Yemen’s Manpower Math: Who Really Has the Fighters If a New War Breaks Open?
New estimates put Ansarullah, the PLC, southern forces and tribal militias into numbers. But Yemen’s wars are not decided by headcount alone.
A new set of manpower estimates circulating from regional analysts gives a rare snapshot of Yemen’s battlefield balance. The numbers are striking: Ansarullah, also known as the Houthis, is said to have roughly 200,000 military personnel, with additional tribal forces and reserves. The Presidential Leadership Council and its allied formations are estimated across multiple groups: Homeland Shield Forces, coalition forces, pro-PLC tribal units, emergency forces, National Resistance Forces and Giants Brigades. The Southern Transitional Council alone is estimated at around 75,000 personnel.
If even broadly accurate, the figures show why Yemen is so difficult to resolve. There is no single “Yemeni army” facing one rebel group. There are layered military ecosystems: ideological fighters, tribal mobilizations, Saudi-backed formations, UAE-linked southern forces, local security units, anti-Houthi factions, emergency forces and regional militias.
That fragmentation matters more than the headline numbers.
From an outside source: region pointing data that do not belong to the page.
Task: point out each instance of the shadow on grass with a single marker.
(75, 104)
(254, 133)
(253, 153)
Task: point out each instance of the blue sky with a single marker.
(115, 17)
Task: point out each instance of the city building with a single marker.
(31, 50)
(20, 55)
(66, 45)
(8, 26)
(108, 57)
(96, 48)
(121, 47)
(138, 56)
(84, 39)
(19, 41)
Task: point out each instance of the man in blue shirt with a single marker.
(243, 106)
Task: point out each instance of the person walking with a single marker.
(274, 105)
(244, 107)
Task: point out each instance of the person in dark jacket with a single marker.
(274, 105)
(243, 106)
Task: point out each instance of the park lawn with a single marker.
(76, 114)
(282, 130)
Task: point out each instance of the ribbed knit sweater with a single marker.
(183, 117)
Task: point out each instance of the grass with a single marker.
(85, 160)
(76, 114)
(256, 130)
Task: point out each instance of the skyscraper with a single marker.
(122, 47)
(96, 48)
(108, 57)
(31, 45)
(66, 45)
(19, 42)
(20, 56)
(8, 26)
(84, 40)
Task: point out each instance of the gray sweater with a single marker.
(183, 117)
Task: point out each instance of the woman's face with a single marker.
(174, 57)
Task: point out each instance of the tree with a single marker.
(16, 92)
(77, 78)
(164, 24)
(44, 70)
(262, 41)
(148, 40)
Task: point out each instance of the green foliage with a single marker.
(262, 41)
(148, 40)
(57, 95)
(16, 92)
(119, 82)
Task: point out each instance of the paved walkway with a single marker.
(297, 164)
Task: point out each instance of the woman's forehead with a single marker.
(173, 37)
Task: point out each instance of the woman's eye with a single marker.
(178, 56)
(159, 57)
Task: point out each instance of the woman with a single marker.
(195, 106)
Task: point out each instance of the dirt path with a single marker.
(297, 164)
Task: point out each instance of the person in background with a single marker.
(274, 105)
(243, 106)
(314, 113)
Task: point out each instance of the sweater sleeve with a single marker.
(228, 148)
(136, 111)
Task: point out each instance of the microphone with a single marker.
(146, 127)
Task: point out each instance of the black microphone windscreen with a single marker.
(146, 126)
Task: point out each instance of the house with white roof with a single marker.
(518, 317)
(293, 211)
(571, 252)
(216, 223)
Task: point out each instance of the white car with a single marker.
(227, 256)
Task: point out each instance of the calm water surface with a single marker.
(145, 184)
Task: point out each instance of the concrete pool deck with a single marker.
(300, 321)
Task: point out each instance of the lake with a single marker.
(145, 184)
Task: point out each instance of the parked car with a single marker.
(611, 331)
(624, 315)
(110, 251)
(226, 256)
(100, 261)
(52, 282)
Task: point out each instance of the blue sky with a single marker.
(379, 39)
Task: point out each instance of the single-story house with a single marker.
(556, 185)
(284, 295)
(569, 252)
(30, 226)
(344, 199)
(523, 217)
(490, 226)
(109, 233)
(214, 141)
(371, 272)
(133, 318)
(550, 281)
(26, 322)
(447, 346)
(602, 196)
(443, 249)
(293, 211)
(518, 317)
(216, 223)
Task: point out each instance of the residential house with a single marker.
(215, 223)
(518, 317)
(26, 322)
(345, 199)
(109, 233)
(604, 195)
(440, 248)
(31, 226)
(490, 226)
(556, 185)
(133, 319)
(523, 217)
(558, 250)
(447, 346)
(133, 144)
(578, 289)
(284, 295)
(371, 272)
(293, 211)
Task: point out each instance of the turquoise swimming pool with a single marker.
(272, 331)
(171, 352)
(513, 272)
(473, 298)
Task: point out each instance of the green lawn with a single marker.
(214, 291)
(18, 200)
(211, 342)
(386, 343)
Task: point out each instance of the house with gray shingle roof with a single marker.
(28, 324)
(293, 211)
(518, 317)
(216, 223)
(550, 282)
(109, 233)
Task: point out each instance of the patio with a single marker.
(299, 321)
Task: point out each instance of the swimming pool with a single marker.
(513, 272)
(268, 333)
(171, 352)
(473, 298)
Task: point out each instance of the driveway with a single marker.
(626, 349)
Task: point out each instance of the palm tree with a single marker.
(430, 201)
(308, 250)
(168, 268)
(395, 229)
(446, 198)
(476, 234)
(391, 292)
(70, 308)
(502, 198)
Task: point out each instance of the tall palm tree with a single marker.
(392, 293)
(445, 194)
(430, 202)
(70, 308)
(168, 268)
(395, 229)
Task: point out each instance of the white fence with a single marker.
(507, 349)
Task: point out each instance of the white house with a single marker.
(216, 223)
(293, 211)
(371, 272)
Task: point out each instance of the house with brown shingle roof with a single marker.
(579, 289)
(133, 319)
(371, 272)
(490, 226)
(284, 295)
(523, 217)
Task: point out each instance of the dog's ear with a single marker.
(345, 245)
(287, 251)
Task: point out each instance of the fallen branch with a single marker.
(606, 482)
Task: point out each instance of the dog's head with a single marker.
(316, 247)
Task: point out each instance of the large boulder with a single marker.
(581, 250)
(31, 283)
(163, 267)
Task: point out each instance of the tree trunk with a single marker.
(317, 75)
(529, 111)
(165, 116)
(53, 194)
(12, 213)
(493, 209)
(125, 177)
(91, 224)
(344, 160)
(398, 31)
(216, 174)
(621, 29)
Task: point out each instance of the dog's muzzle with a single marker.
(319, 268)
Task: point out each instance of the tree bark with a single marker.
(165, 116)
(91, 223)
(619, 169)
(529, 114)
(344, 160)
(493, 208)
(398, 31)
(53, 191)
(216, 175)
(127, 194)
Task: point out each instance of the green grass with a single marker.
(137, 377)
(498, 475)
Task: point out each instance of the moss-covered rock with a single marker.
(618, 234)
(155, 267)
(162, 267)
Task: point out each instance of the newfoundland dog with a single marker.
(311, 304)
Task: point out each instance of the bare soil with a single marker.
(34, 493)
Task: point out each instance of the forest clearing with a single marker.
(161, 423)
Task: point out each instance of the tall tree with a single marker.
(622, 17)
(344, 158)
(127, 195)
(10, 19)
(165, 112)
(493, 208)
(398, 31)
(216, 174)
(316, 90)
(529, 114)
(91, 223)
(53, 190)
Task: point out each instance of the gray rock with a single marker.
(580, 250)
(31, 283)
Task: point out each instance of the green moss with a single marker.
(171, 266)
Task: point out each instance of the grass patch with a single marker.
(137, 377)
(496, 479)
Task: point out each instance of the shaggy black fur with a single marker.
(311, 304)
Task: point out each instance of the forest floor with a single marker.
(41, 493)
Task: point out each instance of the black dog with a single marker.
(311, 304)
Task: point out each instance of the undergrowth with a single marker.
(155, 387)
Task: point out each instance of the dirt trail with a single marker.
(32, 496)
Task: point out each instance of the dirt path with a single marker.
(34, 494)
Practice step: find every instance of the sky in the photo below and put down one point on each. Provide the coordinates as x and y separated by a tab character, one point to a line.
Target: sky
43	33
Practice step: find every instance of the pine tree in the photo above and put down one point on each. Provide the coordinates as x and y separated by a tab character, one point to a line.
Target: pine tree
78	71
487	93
A force of 200,000 on paper may not equal 200,000 deployable, disciplined fighters. A 40,000-person formation may be effective in one region and irrelevant in another. Tribal fighters may mobilize quickly but also change loyalty depending on local grievance, money, honor, or fear. Yemen is not a spreadsheet war.
Ansarullah’s strength is not only manpower. It has a centralized command culture, ideological messaging, missile and drone capabilities, experience surviving years of air war, and control over heavily populated northern areas. Its weakness is economic exhaustion, international isolation, and the burden of governing under sanctions and scarcity.
The PLC side has access to Saudi support, logistics networks and multiple armed formations. But its weakness is fragmentation. The PLC is a coalition of necessity, not a unified state. The Southern Transitional Council has its own priorities, including southern autonomy. The National Resistance Forces, Giants Brigades and tribal formations do not always share the same political end state.
This is why a new Yemen war could be messy fast. If Ansarullah and Saudi-backed forces clash openly, the STC may align tactically with the PLC, but that does not erase southern ambitions. Tribal forces may respond to immediate threats rather than national strategy. Saudi Arabia may push for containment rather than full-scale war, while Iran may see the Yemeni front as leverage against U.S. pressure on Hormuz.
The manpower estimates also matter for the Bab el-Mandeb. Yemen’s internal balance affects one of the world’s most important maritime chokepoints. If Ansarullah feels pressured in the north or sees a chance to pressure Saudi Arabia and the United States, it can activate maritime threats. If Saudi-backed forces advance, Ansarullah may retaliate at sea.
The big mistake would be assuming numbers alone predict victory. Yemen’s terrain, tribal politics, logistics, weapons quality, morale and outside support matter just as much. The side that can hold roads, mountains, ports and supply lines may outperform the side with the larger roster.
The numbers do show one thing clearly: Yemen has enough armed men for a much larger war. After years of ceasefires, partial de-escalation and diplomatic theater, the military infrastructure never disappeared. It paused, adapted and waited.
The question now is whether regional escalation around Iran, Hormuz and Saudi Arabia turns Yemen from a frozen front into the next active theater.